It's December 1884 and the body of a woman is found mutilated
in an alley. The city of Austin is shocked and unable to find
the killer. Over the next year over seven people are found
murdered, many more are attacked in their homes and the city
is left in fear. There were no blood splatter experts,
forensic experts or even finger print analysis, much less
profilers. No one had even heard of a serial killer.
Speculation ran wild many people were arrested and
interrogated, some even put on trial, but no one ever
convicted. THE MIDNIGHT ASSASSIN is the story of the murders
that have been ignored by history and the search for a killer.
Skip Hollandsworth by his own admission became obsessed with
the story of the killer and it shows in the amount of time and
research that he put into THE MIDNIGHT ASSASSIN.
Knowing the ability of today's police it is almost sad to hear
how the police conducted the investigation. They didn't even
know what a serial killer was, they walked all over crime
scenes and collecting evidence was a joke. It is so reassuring
to know that criminal investigations have progressed so far
over the years, but then again so have the criminals.

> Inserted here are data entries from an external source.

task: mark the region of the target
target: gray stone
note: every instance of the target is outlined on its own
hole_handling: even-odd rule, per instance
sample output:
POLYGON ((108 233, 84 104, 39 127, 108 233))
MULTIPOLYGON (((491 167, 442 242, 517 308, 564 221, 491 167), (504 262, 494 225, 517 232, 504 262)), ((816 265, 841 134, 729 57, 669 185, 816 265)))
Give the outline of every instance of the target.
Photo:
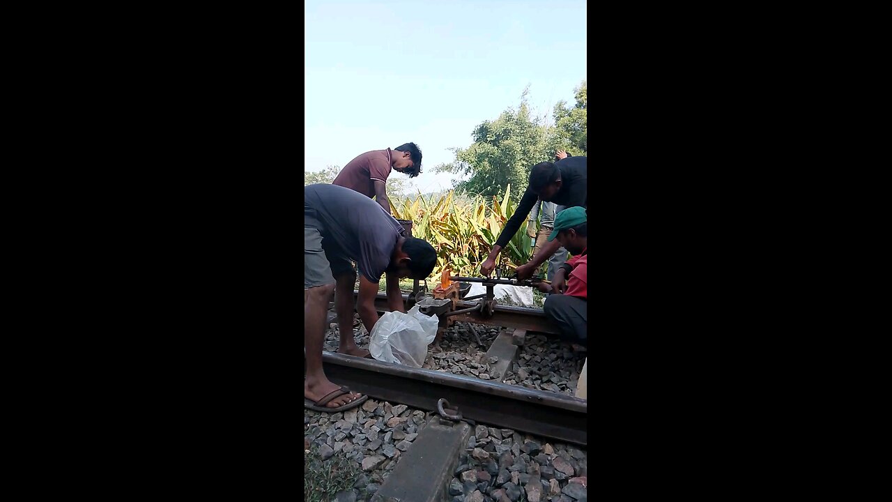
POLYGON ((524 462, 523 458, 515 458, 514 464, 508 470, 512 473, 526 473, 526 463, 524 462))
POLYGON ((560 483, 558 480, 549 480, 549 495, 560 495, 560 483))
POLYGON ((461 483, 458 482, 458 480, 452 478, 452 481, 449 483, 449 494, 461 495, 461 483))
POLYGON ((587 489, 579 483, 566 483, 561 491, 576 500, 585 502, 588 499, 587 489))
POLYGON ((334 455, 334 450, 330 446, 323 444, 319 447, 319 456, 322 457, 322 460, 328 460, 333 455, 334 455))
POLYGON ((490 454, 480 448, 474 448, 474 453, 471 454, 471 456, 476 458, 477 460, 483 461, 489 460, 490 454))
POLYGON ((353 483, 353 488, 363 488, 367 484, 368 484, 368 476, 359 474, 359 476, 356 478, 356 482, 353 483))
POLYGON ((541 500, 542 484, 539 482, 539 478, 532 478, 524 489, 526 491, 527 502, 540 502, 541 500))
POLYGON ((576 472, 573 468, 573 465, 570 465, 570 463, 565 460, 564 457, 562 456, 556 456, 555 459, 551 461, 551 463, 555 466, 556 470, 564 473, 567 476, 572 476, 576 473, 576 472))
POLYGON ((505 490, 505 495, 507 495, 512 502, 516 502, 520 498, 520 487, 517 485, 512 482, 507 482, 502 485, 502 489, 505 490))
POLYGON ((525 451, 529 455, 536 455, 542 450, 542 447, 540 446, 536 441, 526 441, 520 449, 525 451))
POLYGON ((503 453, 501 456, 499 457, 499 467, 501 469, 508 469, 514 464, 514 456, 511 456, 510 453, 503 453))

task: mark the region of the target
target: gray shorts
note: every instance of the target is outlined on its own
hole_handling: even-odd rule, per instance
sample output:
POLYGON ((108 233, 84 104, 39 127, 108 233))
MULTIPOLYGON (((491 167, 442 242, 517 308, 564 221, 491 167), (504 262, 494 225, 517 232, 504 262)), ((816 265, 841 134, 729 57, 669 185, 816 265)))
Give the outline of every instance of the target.
POLYGON ((315 218, 303 217, 303 289, 334 284, 334 278, 355 274, 346 256, 326 250, 322 245, 322 225, 315 218))

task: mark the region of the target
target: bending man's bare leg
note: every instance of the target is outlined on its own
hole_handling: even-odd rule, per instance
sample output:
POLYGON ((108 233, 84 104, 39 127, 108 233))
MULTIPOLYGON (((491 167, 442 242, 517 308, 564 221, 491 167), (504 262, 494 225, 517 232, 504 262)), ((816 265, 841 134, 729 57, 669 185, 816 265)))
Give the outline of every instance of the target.
MULTIPOLYGON (((314 402, 341 389, 332 383, 322 371, 322 344, 325 339, 326 312, 331 298, 334 284, 316 286, 304 289, 303 302, 303 348, 306 351, 307 376, 303 379, 303 397, 314 402)), ((336 408, 359 397, 350 393, 329 401, 326 406, 336 408)))
POLYGON ((337 288, 334 289, 334 309, 337 312, 338 327, 341 331, 341 343, 337 351, 340 354, 365 357, 368 356, 368 351, 357 347, 356 339, 353 337, 353 310, 356 305, 353 285, 356 284, 356 274, 351 272, 334 280, 337 280, 337 288))

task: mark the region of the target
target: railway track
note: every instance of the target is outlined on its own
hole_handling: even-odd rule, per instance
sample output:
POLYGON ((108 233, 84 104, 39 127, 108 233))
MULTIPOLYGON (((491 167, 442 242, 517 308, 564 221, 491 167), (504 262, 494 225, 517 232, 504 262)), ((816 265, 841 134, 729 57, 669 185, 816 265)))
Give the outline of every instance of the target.
MULTIPOLYGON (((404 300, 408 297, 409 295, 403 295, 404 300)), ((389 310, 385 294, 378 295, 376 305, 379 312, 389 310)), ((456 308, 470 309, 474 305, 459 301, 456 308)), ((370 399, 428 412, 417 433, 412 434, 417 436, 414 442, 407 447, 408 443, 403 441, 402 451, 394 452, 392 448, 384 452, 375 441, 368 444, 357 441, 351 447, 350 455, 360 452, 357 459, 362 460, 366 472, 369 471, 367 463, 369 466, 377 464, 378 458, 388 463, 385 479, 376 481, 383 484, 368 485, 374 486, 375 490, 368 493, 368 498, 360 496, 359 499, 513 502, 518 499, 517 497, 525 495, 525 500, 585 501, 585 460, 580 461, 583 465, 580 470, 576 457, 568 456, 566 451, 543 456, 538 448, 540 443, 544 445, 551 440, 558 441, 556 445, 564 442, 584 450, 588 445, 586 400, 502 381, 508 369, 516 360, 527 331, 553 332, 542 311, 496 305, 489 316, 467 312, 455 318, 460 322, 504 328, 486 352, 487 357, 498 356, 498 364, 491 372, 499 378, 486 381, 334 352, 323 353, 326 374, 333 381, 366 394, 370 399), (493 448, 491 445, 485 445, 489 451, 482 449, 487 440, 486 431, 498 430, 516 431, 514 448, 522 449, 513 450, 515 455, 507 452, 503 446, 493 448), (541 465, 533 462, 533 456, 541 465), (391 458, 392 464, 388 462, 391 458), (573 478, 573 467, 568 467, 569 463, 576 466, 575 478, 573 478), (568 468, 569 474, 565 474, 568 468), (580 473, 582 477, 578 477, 580 473), (579 482, 582 484, 580 486, 579 482)), ((359 414, 364 412, 360 411, 359 414)), ((402 416, 405 415, 403 413, 402 416)), ((365 416, 367 419, 378 418, 372 414, 365 416)), ((388 430, 384 424, 385 422, 389 423, 384 420, 386 416, 390 415, 376 422, 382 429, 381 434, 388 430)), ((367 420, 366 427, 369 423, 371 421, 367 420)), ((355 430, 358 426, 358 423, 353 424, 352 433, 358 432, 355 430)), ((353 439, 357 437, 361 436, 353 439)), ((350 439, 348 436, 346 440, 350 439)), ((332 446, 332 438, 328 439, 328 443, 332 446)), ((573 451, 575 455, 579 450, 573 451)), ((359 487, 356 492, 359 493, 359 487)), ((357 499, 355 495, 353 499, 357 499)))

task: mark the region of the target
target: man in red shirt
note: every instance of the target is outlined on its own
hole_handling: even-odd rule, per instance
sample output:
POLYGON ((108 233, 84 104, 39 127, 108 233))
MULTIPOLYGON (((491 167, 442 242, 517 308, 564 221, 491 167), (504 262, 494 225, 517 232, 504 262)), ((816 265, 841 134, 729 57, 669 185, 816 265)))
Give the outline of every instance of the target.
POLYGON ((560 339, 568 343, 588 346, 588 216, 584 207, 568 207, 555 217, 554 231, 549 241, 557 238, 573 255, 555 272, 550 288, 540 289, 553 293, 545 300, 545 316, 560 330, 560 339))
POLYGON ((368 198, 376 197, 378 204, 390 214, 390 201, 384 188, 391 169, 415 178, 421 172, 421 150, 415 143, 406 143, 392 150, 366 152, 347 163, 332 184, 346 187, 368 198))

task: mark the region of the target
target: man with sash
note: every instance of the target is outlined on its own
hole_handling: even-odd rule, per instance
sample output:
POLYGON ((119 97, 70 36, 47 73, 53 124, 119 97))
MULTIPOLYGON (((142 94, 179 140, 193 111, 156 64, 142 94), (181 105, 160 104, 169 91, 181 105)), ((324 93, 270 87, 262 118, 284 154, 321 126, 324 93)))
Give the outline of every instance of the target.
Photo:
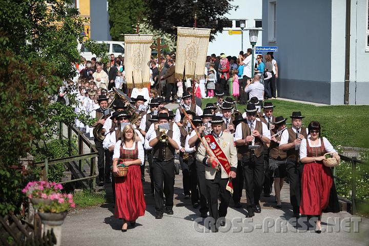
MULTIPOLYGON (((264 115, 259 118, 260 121, 266 125, 268 130, 271 131, 274 129, 274 122, 275 117, 273 116, 273 108, 274 108, 271 101, 265 101, 263 106, 264 115)), ((271 173, 269 172, 269 147, 264 146, 264 183, 263 184, 263 191, 265 197, 270 197, 271 192, 272 184, 273 179, 271 177, 271 173)))
POLYGON ((149 145, 153 148, 152 167, 155 183, 155 218, 161 219, 165 212, 168 214, 173 214, 174 155, 176 150, 179 150, 180 146, 180 133, 178 128, 176 130, 175 128, 173 130, 160 129, 159 131, 159 126, 169 124, 169 116, 168 113, 159 113, 158 118, 158 124, 155 125, 149 145), (163 134, 168 137, 168 140, 165 142, 160 140, 163 134), (163 193, 166 197, 165 210, 163 193))
POLYGON ((214 116, 210 121, 212 133, 204 136, 198 149, 197 159, 205 166, 205 178, 208 190, 209 215, 214 219, 211 222, 212 232, 218 231, 217 227, 224 225, 227 209, 233 193, 230 178, 236 177, 237 159, 237 150, 234 144, 233 136, 222 131, 223 119, 214 116), (208 153, 207 150, 211 153, 208 153), (218 208, 218 198, 220 204, 218 208), (221 218, 221 221, 217 221, 221 218), (218 222, 216 224, 216 223, 218 222))
MULTIPOLYGON (((197 128, 197 132, 202 138, 206 135, 209 134, 212 131, 210 127, 208 127, 208 122, 212 120, 213 114, 211 109, 204 109, 203 113, 201 117, 202 119, 202 125, 197 128)), ((197 172, 197 180, 200 190, 200 216, 202 218, 208 217, 209 207, 208 207, 208 192, 206 188, 206 180, 205 179, 205 166, 202 162, 196 160, 196 155, 198 152, 201 141, 198 138, 195 131, 192 131, 191 134, 186 139, 186 147, 184 149, 195 148, 194 155, 190 155, 189 161, 193 161, 196 163, 196 171, 197 172), (193 159, 193 160, 192 160, 193 159)))
POLYGON ((224 92, 221 92, 218 90, 215 91, 215 96, 217 98, 217 102, 214 104, 214 105, 216 107, 217 109, 215 110, 214 113, 221 113, 221 108, 220 107, 222 104, 223 104, 224 92))
POLYGON ((261 213, 259 203, 264 178, 264 145, 270 142, 270 132, 264 123, 256 120, 257 109, 254 104, 246 108, 246 121, 236 128, 235 140, 238 152, 242 156, 241 163, 246 184, 247 218, 261 213))
MULTIPOLYGON (((98 119, 98 120, 94 123, 92 125, 93 127, 96 127, 98 124, 104 125, 105 123, 105 119, 99 119, 104 115, 104 110, 108 108, 108 100, 109 98, 107 97, 106 95, 98 96, 97 101, 98 102, 100 107, 97 109, 93 110, 92 112, 92 117, 98 119)), ((105 134, 105 132, 106 130, 103 129, 102 130, 102 133, 105 134)), ((105 161, 106 151, 102 147, 102 141, 95 138, 94 141, 95 142, 95 146, 97 150, 97 169, 99 172, 98 186, 104 186, 104 179, 105 177, 109 179, 110 176, 110 170, 109 170, 109 166, 106 165, 105 161)), ((106 151, 106 152, 107 154, 109 154, 108 151, 106 151)))
MULTIPOLYGON (((187 91, 184 91, 182 94, 182 99, 183 101, 183 104, 181 105, 181 107, 184 109, 186 111, 190 110, 192 111, 196 114, 196 115, 201 116, 202 114, 202 110, 201 108, 198 107, 196 104, 193 104, 192 103, 192 95, 189 94, 187 91)), ((175 118, 175 122, 177 124, 178 127, 182 127, 183 125, 181 122, 181 113, 182 111, 180 109, 178 109, 176 112, 176 116, 175 118)))
POLYGON ((233 107, 231 104, 224 102, 220 108, 221 109, 221 113, 223 114, 222 119, 223 121, 222 124, 222 131, 230 133, 234 133, 235 127, 233 125, 234 118, 232 116, 233 107))
POLYGON ((290 116, 292 120, 292 127, 282 133, 279 149, 287 152, 286 170, 290 181, 290 198, 293 210, 293 217, 300 217, 301 200, 301 178, 303 165, 300 162, 300 144, 301 139, 307 138, 308 129, 302 127, 301 112, 293 112, 290 116))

Skip Hollandsworth has written a historically stunning story
with THE MIDNIGHT ASSASSIN about murders forgotten and a
killer that was never caught.
A sweeping narrative history of a terrifying serial killer--America's first--who stalked Austin, Texas in 1885 In the late 1800s, the city of Austin, Texas was on the cusp of emerging from an isolated western outpost into a truly cosmopolitan metropolis. But beginning in December 1884, Austin was terrorized by someone equally as vicious and, in some ways, far more diabolical than London's infamous Jack the Ripper. For almost exactly one year, the Midnight Assassin crisscrossed the entire city, striking on moonlit nights, using axes, knives, and long steel rods to rip apart women from every race and class. At the time the concept of a serial killer was unthinkable, but the murders continued, the killer became more brazen, and the citizens' panic reached a fever pitch. Before it was all over, at least a dozen men would be arrested in connection with the murders, and the crimes would expose what a newspaper described as "the most extensive and profound scandal ever known in Austin." And yes, when Jack the Ripper began his attacks in 1888, London police investigators did wonder if the killer from Austin had crossed the ocean to terrorize their own city. With vivid historical detail and novelistic flair, Texas Monthly journalist Skip Hollandsworth brings this terrifying saga to life.